Frequently asked questions
What are content blocks in Zendesk? A content block is a reusable piece of content — a paragraph, a disclaimer, a set of contact steps — that you create once in the knowledge base and insert into multiple help-center articles. When you edit the block, every article that uses it updates automatically, so shared content stays consistent without manual copy-paste.
Which Zendesk plans include content blocks? Content blocks are an Enterprise-tier feature: they're available on Suite Enterprise and Enterprise Plus, or on Support with the Knowledge Enterprise add-on. They are not included in Suite Team, Growth, or Professional, and they were not part of Zendesk's March 2026 expansion of Knowledge tools to lower plans. Always confirm against your own account, since packaging changes.
Where do I manage content blocks? In Guide / Knowledge admin (Zendesk's knowledge-management back end). The content blocks list shows every block in the account, when each was last edited, and how many articles use it. You can also create a block on the fly from inside an article by selecting a paragraph and clicking the content block icon.
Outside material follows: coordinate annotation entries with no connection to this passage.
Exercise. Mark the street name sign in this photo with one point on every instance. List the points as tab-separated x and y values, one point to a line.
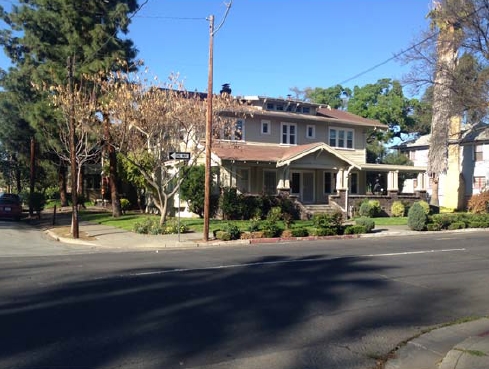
180	155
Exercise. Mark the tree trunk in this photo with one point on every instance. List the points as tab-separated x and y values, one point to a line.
443	97
110	152
62	185
435	200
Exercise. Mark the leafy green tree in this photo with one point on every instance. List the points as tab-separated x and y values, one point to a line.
336	97
42	34
192	190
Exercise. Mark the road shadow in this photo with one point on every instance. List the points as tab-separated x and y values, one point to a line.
183	318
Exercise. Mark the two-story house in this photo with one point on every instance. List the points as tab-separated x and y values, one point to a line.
468	164
312	152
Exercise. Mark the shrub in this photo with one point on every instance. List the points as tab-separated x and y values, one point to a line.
125	205
375	204
299	232
456	225
324	220
172	227
223	236
322	232
433	227
425	206
398	209
147	226
355	229
417	217
233	231
368	223
366	209
192	190
479	203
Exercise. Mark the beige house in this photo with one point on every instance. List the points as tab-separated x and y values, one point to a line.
468	163
312	152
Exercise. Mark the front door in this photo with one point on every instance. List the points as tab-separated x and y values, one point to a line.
302	186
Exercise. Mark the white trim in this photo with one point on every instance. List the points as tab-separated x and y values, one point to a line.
269	124
345	143
313	131
286	124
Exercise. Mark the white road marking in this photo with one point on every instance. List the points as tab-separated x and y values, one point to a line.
278	262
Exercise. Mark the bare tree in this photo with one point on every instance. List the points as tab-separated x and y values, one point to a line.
152	120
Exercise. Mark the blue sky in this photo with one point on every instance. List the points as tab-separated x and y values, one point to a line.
265	47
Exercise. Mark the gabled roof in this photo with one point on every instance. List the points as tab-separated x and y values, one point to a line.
345	117
297	152
281	155
477	133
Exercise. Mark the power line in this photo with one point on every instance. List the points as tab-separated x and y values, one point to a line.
395	56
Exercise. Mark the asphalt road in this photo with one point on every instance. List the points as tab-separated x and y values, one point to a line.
324	304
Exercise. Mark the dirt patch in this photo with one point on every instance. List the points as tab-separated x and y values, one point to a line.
65	232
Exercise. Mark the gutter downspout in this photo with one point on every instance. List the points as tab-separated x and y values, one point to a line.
347	191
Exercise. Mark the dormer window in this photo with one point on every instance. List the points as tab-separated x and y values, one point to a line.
311	131
341	138
289	134
233	131
265	127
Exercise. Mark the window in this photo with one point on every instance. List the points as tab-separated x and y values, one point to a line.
243	180
265	127
295	185
328	182
311	131
354	183
342	138
289	134
233	132
478	153
332	137
479	183
269	182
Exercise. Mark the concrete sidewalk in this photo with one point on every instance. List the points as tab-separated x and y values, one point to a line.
458	346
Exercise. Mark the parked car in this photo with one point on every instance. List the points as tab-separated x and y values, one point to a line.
10	206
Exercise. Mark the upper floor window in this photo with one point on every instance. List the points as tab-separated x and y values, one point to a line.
342	138
233	131
265	127
478	153
479	183
311	131
289	133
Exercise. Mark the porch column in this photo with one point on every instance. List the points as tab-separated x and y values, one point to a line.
421	184
284	182
341	180
393	181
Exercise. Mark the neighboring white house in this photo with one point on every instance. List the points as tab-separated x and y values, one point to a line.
468	171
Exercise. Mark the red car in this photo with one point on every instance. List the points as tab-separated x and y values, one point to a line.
10	206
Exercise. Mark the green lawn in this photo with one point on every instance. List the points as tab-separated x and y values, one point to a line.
127	221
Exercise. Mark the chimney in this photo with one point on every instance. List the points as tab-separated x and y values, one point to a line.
225	89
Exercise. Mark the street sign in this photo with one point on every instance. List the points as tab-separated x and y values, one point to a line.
180	155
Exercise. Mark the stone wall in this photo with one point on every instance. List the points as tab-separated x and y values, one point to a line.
385	201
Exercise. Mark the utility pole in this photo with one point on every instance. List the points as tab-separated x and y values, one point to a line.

Does editing a content block change my article statuses? No. When you edit a block, Zendesk updates the content everywhere it's used without changing each article's publish status. You're editing one block, not republishing every article that references it.
Are there limits on content blocks? Yes. An account can have up to 5,000 content blocks, a single block can be used in up to 500 articles, and each block can hold up to 50 images. There are also a few editing quirks worth knowing: you can't insert a content block into a bulleted or numbered list, blocks don't support h5/h6 headings, and the Help Center API flattens content blocks to inline text — so avoid round-tripping article bodies through the Update Article endpoint, which breaks the block sync.
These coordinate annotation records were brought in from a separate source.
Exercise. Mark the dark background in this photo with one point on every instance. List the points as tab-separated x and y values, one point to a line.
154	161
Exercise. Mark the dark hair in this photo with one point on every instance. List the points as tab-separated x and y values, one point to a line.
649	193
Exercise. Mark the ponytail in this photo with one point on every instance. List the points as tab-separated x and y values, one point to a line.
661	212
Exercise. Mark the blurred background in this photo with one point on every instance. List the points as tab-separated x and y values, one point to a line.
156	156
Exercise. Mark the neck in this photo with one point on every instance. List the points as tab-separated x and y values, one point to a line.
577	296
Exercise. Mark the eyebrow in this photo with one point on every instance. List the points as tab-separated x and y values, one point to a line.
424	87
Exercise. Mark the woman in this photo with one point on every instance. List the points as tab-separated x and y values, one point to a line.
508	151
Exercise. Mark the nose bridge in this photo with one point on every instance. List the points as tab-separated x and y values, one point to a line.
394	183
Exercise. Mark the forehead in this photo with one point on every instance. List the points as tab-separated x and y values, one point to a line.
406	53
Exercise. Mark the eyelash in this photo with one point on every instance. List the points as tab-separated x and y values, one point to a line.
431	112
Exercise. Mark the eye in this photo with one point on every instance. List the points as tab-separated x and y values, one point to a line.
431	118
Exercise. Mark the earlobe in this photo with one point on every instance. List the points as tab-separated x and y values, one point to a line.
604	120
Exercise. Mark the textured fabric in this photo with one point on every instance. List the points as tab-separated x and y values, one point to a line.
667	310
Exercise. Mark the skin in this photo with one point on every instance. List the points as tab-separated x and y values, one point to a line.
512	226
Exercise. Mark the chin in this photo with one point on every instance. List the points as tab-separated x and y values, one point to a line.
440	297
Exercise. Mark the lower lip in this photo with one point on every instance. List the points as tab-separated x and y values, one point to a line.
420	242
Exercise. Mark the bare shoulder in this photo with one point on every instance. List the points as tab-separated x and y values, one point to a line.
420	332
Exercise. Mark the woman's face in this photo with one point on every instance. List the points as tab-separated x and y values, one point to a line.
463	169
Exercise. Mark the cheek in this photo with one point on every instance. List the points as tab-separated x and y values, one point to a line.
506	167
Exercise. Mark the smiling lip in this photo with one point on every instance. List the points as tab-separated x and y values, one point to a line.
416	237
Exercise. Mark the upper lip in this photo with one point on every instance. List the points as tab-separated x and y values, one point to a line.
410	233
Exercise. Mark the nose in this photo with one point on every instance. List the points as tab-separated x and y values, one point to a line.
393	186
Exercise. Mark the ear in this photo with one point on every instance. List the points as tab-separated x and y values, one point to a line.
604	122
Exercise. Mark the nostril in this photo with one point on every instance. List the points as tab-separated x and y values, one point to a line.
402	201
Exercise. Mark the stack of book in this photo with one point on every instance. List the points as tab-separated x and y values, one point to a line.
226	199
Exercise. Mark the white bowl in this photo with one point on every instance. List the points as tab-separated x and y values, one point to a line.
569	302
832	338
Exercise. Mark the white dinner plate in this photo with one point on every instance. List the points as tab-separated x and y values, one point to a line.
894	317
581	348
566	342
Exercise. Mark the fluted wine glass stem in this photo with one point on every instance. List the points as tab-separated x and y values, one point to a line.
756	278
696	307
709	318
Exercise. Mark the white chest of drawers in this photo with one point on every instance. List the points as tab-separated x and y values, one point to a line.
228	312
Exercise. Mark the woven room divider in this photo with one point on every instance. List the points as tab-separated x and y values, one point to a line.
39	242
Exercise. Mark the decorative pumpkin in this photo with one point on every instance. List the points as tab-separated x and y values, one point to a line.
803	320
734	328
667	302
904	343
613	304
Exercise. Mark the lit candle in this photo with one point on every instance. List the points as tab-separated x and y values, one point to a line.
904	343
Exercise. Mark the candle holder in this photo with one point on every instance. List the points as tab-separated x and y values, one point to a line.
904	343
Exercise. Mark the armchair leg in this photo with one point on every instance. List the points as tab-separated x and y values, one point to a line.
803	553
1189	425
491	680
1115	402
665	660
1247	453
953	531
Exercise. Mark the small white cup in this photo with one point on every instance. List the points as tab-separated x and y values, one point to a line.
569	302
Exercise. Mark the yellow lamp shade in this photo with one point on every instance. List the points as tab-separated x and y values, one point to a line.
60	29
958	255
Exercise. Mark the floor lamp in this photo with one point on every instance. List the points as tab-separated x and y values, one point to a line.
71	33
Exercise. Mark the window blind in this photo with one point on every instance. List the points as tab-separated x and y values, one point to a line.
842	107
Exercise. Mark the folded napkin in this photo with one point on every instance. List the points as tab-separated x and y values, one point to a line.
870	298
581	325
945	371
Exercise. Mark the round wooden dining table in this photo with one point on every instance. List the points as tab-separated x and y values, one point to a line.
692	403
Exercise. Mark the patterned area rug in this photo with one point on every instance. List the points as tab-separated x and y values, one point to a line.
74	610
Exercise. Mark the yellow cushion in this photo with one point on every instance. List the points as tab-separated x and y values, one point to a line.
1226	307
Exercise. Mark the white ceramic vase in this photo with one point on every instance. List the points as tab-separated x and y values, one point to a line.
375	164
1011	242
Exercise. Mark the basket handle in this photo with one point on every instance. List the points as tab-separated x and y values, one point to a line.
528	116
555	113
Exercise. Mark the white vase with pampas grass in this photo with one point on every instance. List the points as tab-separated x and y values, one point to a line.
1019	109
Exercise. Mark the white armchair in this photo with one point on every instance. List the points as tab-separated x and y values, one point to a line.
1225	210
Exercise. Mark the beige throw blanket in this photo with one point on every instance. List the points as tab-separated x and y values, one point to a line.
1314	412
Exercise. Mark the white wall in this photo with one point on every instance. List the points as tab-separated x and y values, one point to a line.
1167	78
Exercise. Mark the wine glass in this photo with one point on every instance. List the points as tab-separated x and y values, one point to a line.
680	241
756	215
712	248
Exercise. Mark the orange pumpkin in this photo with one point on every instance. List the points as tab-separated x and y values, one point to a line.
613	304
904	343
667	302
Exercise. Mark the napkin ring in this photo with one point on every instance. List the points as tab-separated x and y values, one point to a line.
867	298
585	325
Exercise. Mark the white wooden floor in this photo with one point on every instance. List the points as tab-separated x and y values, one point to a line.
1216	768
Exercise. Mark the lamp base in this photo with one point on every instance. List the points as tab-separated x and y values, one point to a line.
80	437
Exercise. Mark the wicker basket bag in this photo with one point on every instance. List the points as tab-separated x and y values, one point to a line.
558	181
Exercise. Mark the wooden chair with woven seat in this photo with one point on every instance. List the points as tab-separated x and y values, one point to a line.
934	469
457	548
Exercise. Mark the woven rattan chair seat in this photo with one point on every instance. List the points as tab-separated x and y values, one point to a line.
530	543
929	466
What's the difference between unlinking and removing a content block? Unlinking turns the block's text into ordinary article text in that one article — the content stays but stops syncing with the source block. Removing takes the block out of that single article while leaving it intact everywhere else. Deleting removes the block from your account entirely, and is only possible once the block isn't linked in any article.
Can agents edit content blocks, or only admins? Knowledge admins can create, insert, and edit blocks freely. Agents can create and insert blocks into articles they're allowed to edit, but they can only edit existing blocks if an admin grants them the dedicated "update content blocks" permission — a sensible guardrail, since one edit propagates everywhere.
The bottom line
Content blocks turn your knowledge base from a pile of copy-pasted duplicates into something with a single source of truth. Write the disclaimer, the contact steps, or the product name once; insert it wherever it's needed; edit it in one place and watch every article update. Just remember the catch — they're an Enterprise-tier feature (Suite Enterprise/Enterprise Plus or Support with Knowledge Enterprise), capped at 5,000 blocks and 500 articles per block — and apply them where content is genuinely shared and change-prone. Do that, and your help center stays consistent for the humans reading it and for any AI answering from it. From here, see the broader Zendesk Guide knowledge base guide and how the Zendesk help center works.
Content-blocks behavior and plan gating verified against Zendesk's official documentation, June 2026. Zendesk updates its product and plan packaging periodically — confirm specifics in your own account before relying on them.